>The ruling, made by the US 6th Circuit Court of Appeals on Friday, makes it clear that the federal government does not have to pay employees of failed manufacturers ‘shutdown pensions’ that union officials claim were promised in labor contracts (See Appellate Court Shuts Down Shutdown Benefits Claim ). In this case, the court ruled that the government, through the auspices of the Pension Benefit Guaranty Corporation (PBGC), will not have to pay $1,000 to $2,000 per month to about 2,500 employees of RTI, the steel manufacturer that closed in 2002.
>The Steelworkers claim that the PBGC, the agency that insures defined benefit plans, preemptively terminated four RTI pension plans. The PBGC claims that it was not responsible for the payment of ‘shutdown pensions’ because RTI never paid premiums to ensure that these benefits would be paid. The PBGC estimates that the ‘shutdown payments’ would cost the pension insurer $96 billion, and would ultimately fall on the backs of taxpayers (See Steelworkers Plan “Shutdown Benefits” Showdown ).
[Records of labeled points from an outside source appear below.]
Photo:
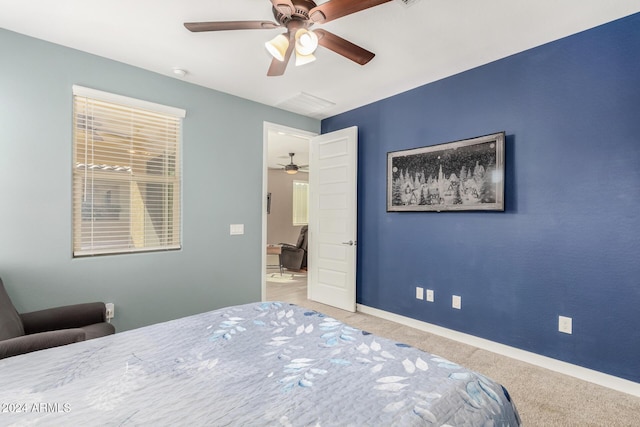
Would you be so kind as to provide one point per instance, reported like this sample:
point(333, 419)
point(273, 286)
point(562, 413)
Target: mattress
point(260, 364)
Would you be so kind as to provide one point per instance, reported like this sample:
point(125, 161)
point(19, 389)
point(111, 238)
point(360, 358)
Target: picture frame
point(465, 175)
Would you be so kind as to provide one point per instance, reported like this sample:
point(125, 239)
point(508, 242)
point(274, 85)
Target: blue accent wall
point(212, 270)
point(568, 242)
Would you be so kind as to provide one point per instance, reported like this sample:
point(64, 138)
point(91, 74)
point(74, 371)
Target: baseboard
point(596, 377)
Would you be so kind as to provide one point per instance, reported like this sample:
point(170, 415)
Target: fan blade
point(277, 67)
point(335, 9)
point(343, 47)
point(284, 6)
point(230, 25)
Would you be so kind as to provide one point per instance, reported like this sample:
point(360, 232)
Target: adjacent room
point(262, 212)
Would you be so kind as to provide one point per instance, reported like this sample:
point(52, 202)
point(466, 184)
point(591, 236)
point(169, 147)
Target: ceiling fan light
point(304, 59)
point(278, 46)
point(306, 42)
“The PBGC was created by Congress for this exact circumstance and has collected insurance premiums in anticipation of catastrophic events like the RTI bankruptcy,” said USWA District 1 Director David R. McCall in a press release. “It’s outrageous for this government agency to abdicate its fiduciary responsibility to the workers who had long looked to it for protection.” McCall asserted that at the time of the shutdown, the PBGC was paying other companies ‘shutdown pensions’, and that the sole reason for not doing so here was partisan politics, due to a new Bush appointee to the head of the pension insurer.
>Originally, a lower court ruled in favor of the Steelworkers (See Republic Lines Up with Steelworkers, Opposes PBGC Action ). However, the three-judge appeals panel overruled the lower court, saying that is should have deferred to the PBGC argument that the ‘shutdown benefits’ would impose an unreasonable burden.